講演会「限縮的正犯概念について:規範論と帰属論から」
主 催:早稲田大学比較法研究所
日 時:2023年3月6日(月)16:00-18:00
場 所:早稲田キャンパス8号館303教室
言 語:ドイツ語(独日通訳あり)
通 訳:仲道祐樹教授(社会科学総合学術院、比較法研究所所員)
世話人:仲道祐樹教授(社会科学総合学術院、比較法研究所所員)
参加者:32名(うち学生12名)
2023年3月6日、ドイツのハレ・ヴィッテンベルク大学のヨアヒム・レンツィコフスキー教授をお招きし、ドイツにおける限縮的正犯行為についてご講演いただきました。
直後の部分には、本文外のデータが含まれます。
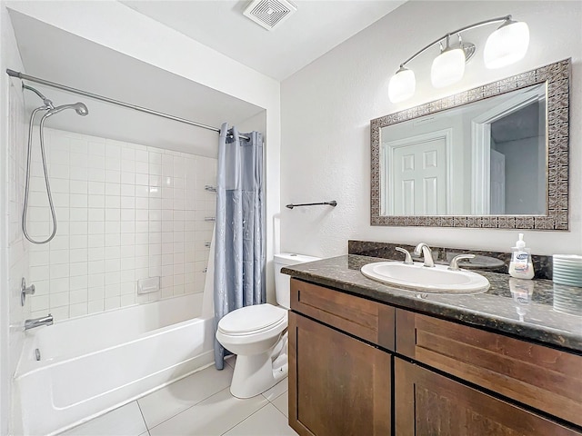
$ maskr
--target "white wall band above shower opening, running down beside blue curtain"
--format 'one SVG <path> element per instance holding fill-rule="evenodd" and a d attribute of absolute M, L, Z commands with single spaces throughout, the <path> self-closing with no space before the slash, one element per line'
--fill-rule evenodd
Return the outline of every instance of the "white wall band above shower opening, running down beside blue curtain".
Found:
<path fill-rule="evenodd" d="M 280 87 L 255 70 L 115 1 L 6 2 L 11 9 L 266 109 L 266 235 L 280 204 Z M 217 139 L 216 139 L 217 141 Z M 267 245 L 267 261 L 273 244 Z M 267 269 L 267 289 L 274 275 Z"/>

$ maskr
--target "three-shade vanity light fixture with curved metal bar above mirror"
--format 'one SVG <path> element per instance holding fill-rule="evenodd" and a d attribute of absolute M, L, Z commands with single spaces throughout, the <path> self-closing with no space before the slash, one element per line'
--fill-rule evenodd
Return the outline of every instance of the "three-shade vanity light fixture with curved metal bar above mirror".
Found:
<path fill-rule="evenodd" d="M 430 70 L 431 83 L 436 88 L 457 83 L 465 74 L 465 64 L 473 57 L 476 51 L 474 44 L 463 42 L 461 33 L 482 25 L 500 22 L 502 25 L 487 38 L 484 50 L 485 66 L 489 69 L 501 68 L 523 59 L 529 45 L 529 28 L 526 23 L 513 21 L 511 15 L 506 15 L 481 21 L 474 25 L 467 25 L 455 32 L 441 36 L 400 64 L 400 68 L 390 78 L 388 84 L 388 98 L 390 101 L 392 103 L 402 102 L 415 94 L 416 77 L 412 70 L 406 68 L 406 64 L 419 54 L 426 52 L 433 45 L 438 44 L 440 46 L 440 54 L 433 61 Z M 457 41 L 453 45 L 451 39 L 455 35 L 457 36 Z M 443 47 L 443 42 L 445 42 L 445 47 Z"/>

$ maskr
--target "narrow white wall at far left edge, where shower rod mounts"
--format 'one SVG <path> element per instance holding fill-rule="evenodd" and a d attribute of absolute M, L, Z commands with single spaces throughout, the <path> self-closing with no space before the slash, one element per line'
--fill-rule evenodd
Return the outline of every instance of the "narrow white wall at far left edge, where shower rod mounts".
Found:
<path fill-rule="evenodd" d="M 25 172 L 25 106 L 20 81 L 5 69 L 22 68 L 15 35 L 0 5 L 0 434 L 8 434 L 12 376 L 30 312 L 20 305 L 20 280 L 28 271 L 28 250 L 20 229 Z M 15 420 L 17 421 L 17 420 Z"/>

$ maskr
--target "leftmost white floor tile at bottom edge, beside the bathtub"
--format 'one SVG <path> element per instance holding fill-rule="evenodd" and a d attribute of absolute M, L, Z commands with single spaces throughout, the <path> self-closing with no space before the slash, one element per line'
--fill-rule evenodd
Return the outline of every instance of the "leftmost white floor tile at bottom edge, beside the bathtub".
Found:
<path fill-rule="evenodd" d="M 61 436 L 137 436 L 147 432 L 137 402 L 133 401 L 115 411 L 65 431 Z"/>

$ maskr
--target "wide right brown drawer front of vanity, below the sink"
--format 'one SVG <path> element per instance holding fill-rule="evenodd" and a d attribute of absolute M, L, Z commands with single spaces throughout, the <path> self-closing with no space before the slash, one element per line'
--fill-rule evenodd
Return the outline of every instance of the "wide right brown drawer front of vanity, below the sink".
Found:
<path fill-rule="evenodd" d="M 582 357 L 396 310 L 396 352 L 582 426 Z"/>

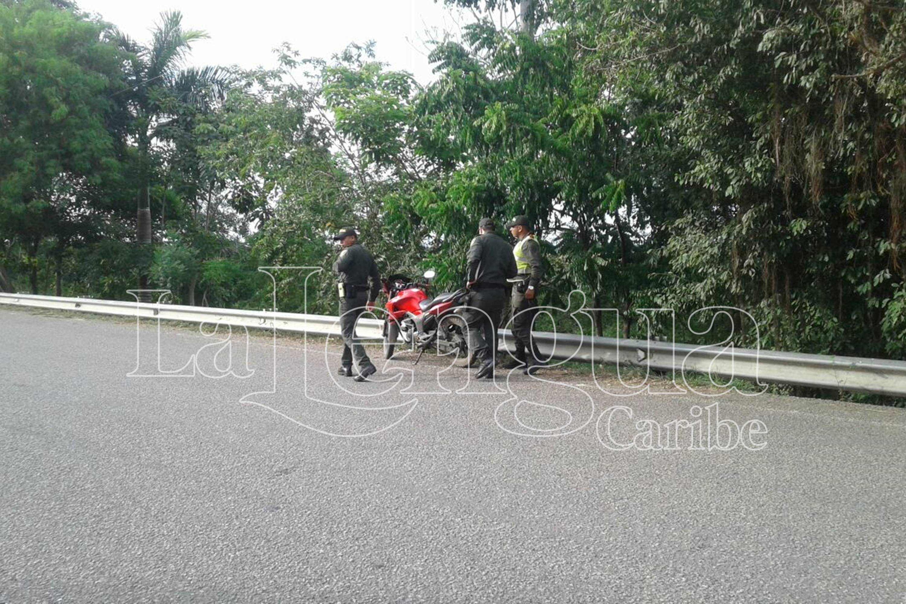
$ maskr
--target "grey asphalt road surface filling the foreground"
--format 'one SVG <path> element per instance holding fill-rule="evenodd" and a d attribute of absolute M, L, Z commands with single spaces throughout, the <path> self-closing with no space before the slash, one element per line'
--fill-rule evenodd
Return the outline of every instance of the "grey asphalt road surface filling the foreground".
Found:
<path fill-rule="evenodd" d="M 155 334 L 0 310 L 0 602 L 906 602 L 906 410 Z"/>

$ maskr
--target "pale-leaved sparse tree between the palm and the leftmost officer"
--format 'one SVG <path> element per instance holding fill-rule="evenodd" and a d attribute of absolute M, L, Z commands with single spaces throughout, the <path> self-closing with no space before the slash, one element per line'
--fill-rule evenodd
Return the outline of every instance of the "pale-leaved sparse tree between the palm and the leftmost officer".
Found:
<path fill-rule="evenodd" d="M 249 246 L 243 262 L 262 279 L 255 282 L 254 297 L 244 302 L 255 308 L 271 303 L 271 284 L 255 273 L 256 266 L 329 269 L 328 241 L 352 216 L 355 198 L 354 177 L 338 166 L 329 147 L 333 124 L 325 119 L 320 78 L 310 74 L 294 81 L 291 71 L 300 65 L 295 57 L 284 46 L 276 69 L 236 74 L 236 86 L 211 122 L 207 143 L 199 147 L 207 169 L 224 183 L 224 205 L 244 217 L 245 226 L 236 225 Z M 217 266 L 211 275 L 231 270 Z M 275 276 L 283 310 L 301 311 L 305 292 L 298 275 Z M 310 298 L 323 302 L 322 312 L 333 312 L 326 302 L 333 301 L 328 283 L 322 282 L 309 283 Z"/>

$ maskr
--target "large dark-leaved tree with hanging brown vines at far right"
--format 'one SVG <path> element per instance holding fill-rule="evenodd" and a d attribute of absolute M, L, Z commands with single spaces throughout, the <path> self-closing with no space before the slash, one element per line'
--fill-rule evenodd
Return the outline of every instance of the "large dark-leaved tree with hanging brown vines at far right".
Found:
<path fill-rule="evenodd" d="M 903 7 L 581 4 L 586 72 L 669 116 L 687 194 L 660 302 L 735 304 L 770 347 L 881 354 L 906 276 Z"/>

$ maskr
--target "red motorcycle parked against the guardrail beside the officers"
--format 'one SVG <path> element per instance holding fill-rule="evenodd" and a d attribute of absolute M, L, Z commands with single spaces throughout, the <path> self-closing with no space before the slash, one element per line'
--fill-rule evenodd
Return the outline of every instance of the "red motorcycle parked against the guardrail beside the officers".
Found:
<path fill-rule="evenodd" d="M 427 282 L 434 278 L 434 271 L 424 274 Z M 438 340 L 448 344 L 448 350 L 458 349 L 467 353 L 466 321 L 456 311 L 467 303 L 465 288 L 456 292 L 441 293 L 431 298 L 429 283 L 413 283 L 401 274 L 390 275 L 383 281 L 387 294 L 387 318 L 384 319 L 384 358 L 390 359 L 398 339 L 422 353 Z"/>

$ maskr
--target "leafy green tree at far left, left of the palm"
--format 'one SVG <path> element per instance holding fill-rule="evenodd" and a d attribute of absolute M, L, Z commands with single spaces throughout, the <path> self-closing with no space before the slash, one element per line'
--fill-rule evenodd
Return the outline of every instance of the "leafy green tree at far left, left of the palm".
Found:
<path fill-rule="evenodd" d="M 87 236 L 102 203 L 92 191 L 119 170 L 120 54 L 105 29 L 45 0 L 0 5 L 0 263 L 24 249 L 34 293 L 44 239 L 56 237 L 59 260 Z M 58 293 L 60 273 L 58 262 Z M 4 267 L 0 287 L 14 287 Z"/>

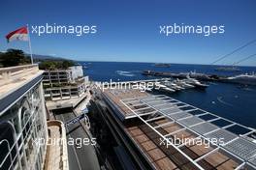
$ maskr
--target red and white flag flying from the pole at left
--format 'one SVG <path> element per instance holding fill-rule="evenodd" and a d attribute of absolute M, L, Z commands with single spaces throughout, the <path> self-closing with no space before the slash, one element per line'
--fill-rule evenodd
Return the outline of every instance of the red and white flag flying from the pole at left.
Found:
<path fill-rule="evenodd" d="M 28 41 L 28 31 L 27 27 L 21 27 L 18 28 L 16 31 L 13 31 L 9 33 L 6 36 L 7 42 L 12 42 L 12 41 Z"/>

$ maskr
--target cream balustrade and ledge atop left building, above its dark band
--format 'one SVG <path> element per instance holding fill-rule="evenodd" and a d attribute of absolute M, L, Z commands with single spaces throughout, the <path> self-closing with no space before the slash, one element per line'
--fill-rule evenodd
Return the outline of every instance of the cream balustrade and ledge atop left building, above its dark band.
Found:
<path fill-rule="evenodd" d="M 39 70 L 38 65 L 0 68 L 0 99 L 15 92 L 43 72 Z"/>

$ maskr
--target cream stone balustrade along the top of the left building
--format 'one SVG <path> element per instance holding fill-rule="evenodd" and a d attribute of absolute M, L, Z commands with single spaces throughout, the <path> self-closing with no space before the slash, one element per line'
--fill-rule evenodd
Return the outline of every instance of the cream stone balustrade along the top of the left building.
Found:
<path fill-rule="evenodd" d="M 27 75 L 39 71 L 38 65 L 24 65 L 9 68 L 0 68 L 0 86 L 16 82 Z"/>

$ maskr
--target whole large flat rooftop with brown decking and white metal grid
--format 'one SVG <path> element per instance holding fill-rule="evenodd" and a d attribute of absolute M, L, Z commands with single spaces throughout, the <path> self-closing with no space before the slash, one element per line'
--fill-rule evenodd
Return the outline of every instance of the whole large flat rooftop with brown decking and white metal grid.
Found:
<path fill-rule="evenodd" d="M 104 95 L 155 169 L 256 169 L 256 143 L 248 137 L 255 129 L 164 95 L 139 90 Z"/>

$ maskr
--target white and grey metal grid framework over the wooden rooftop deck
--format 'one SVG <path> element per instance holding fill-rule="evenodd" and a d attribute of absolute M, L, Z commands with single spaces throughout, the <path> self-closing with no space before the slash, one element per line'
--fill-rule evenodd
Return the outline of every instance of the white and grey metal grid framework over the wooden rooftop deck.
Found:
<path fill-rule="evenodd" d="M 228 156 L 232 156 L 233 158 L 237 159 L 240 162 L 240 165 L 236 169 L 241 169 L 244 167 L 249 167 L 250 169 L 256 169 L 256 143 L 248 140 L 244 136 L 249 135 L 256 131 L 253 128 L 247 128 L 242 126 L 238 123 L 230 121 L 226 118 L 222 118 L 217 116 L 213 113 L 209 113 L 203 109 L 197 108 L 193 105 L 187 104 L 177 99 L 173 99 L 167 97 L 165 95 L 152 95 L 147 97 L 136 97 L 136 98 L 129 98 L 129 99 L 121 99 L 120 100 L 129 110 L 131 110 L 136 117 L 141 119 L 145 125 L 149 128 L 152 128 L 157 134 L 159 134 L 164 140 L 169 142 L 176 150 L 182 155 L 185 156 L 189 161 L 191 161 L 195 166 L 199 169 L 204 169 L 198 161 L 213 154 L 217 151 L 224 152 Z M 142 114 L 138 112 L 138 110 L 133 109 L 130 107 L 129 104 L 136 103 L 137 106 L 146 105 L 146 108 L 151 107 L 155 110 L 155 112 L 151 112 L 149 114 Z M 167 106 L 167 107 L 165 107 Z M 139 110 L 140 111 L 140 110 Z M 193 112 L 199 111 L 199 114 L 193 114 Z M 144 118 L 144 115 L 150 115 L 148 118 Z M 212 119 L 203 120 L 200 116 L 212 116 Z M 150 125 L 150 122 L 160 120 L 162 118 L 168 118 L 170 122 L 164 123 L 158 126 Z M 216 120 L 224 120 L 230 123 L 225 127 L 218 127 L 211 122 Z M 157 128 L 161 128 L 164 126 L 171 125 L 173 123 L 178 124 L 181 128 L 173 131 L 172 133 L 168 133 L 163 135 Z M 237 135 L 226 128 L 231 128 L 233 126 L 240 126 L 241 128 L 246 128 L 249 131 Z M 182 143 L 178 146 L 173 144 L 168 136 L 176 134 L 182 130 L 189 130 L 194 134 L 198 135 L 197 138 L 203 138 L 213 146 L 213 150 L 209 151 L 207 154 L 198 157 L 197 159 L 192 159 L 191 157 L 187 156 L 184 152 L 181 151 L 181 147 L 186 145 L 186 143 Z M 218 143 L 217 145 L 212 143 L 210 139 L 220 139 L 224 138 L 224 144 Z"/>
仲道祐樹教授が司会・通訳・世話人を務めました。
レンツィコフスキー教授はまず、共犯形式の区別を意識し、具体例を挙げながら、ドイツ刑法上の通説を紹介しました。すなわち、それによれば、少なくとも故意犯は決定的とされている限縮的正犯概念に対応するものであり、教唆者や幇助者は、自ら構成要件に記述された不法を行うのではなく、他者の犯罪に関与するものとされます。刑法26条と27条は、このように刑罰拡張事由として機能します。日本の刑法も60条以下で (共同) 正犯者、教唆者、幇助者を区別しており、したがって、 共犯体系 (Beteiligungssystem) に従っています。
このドイツの通説的見解に対しては批判があります。この批判によると、通説は限縮的正犯概念を採っていると主張しつつも、実のところはそれとはまったく調和しないような、拡張的な帰属ドグマーティクに従っているとのことです。ヨアヒム・レンツィコフスキー教授は、この批判を検討した上で、共犯ドグマーティクの出発点であるところの限縮的正犯行為 (Tat) 概念が問題となってくると論じられました。
さらに、レンツィコフスキー教授は、Volker Haas教授によって導入された議論が、従来的な表現よりも一層正確であると指摘されました。というのも、あらゆる共犯形式に関するドグマーティクの出発点が、法律上の不法構成要件の実現という意味における犯行 (Tat) であることを明確にしているためです。
その後の質疑応答では、高橋則夫名誉教授(早稲田大学)や中田己悠氏(早稲田大学法学研究科修士課程)などが、レンツィコフスキー教授や仲道教授と議論し、シンポジウムは盛況のうちに終わりました。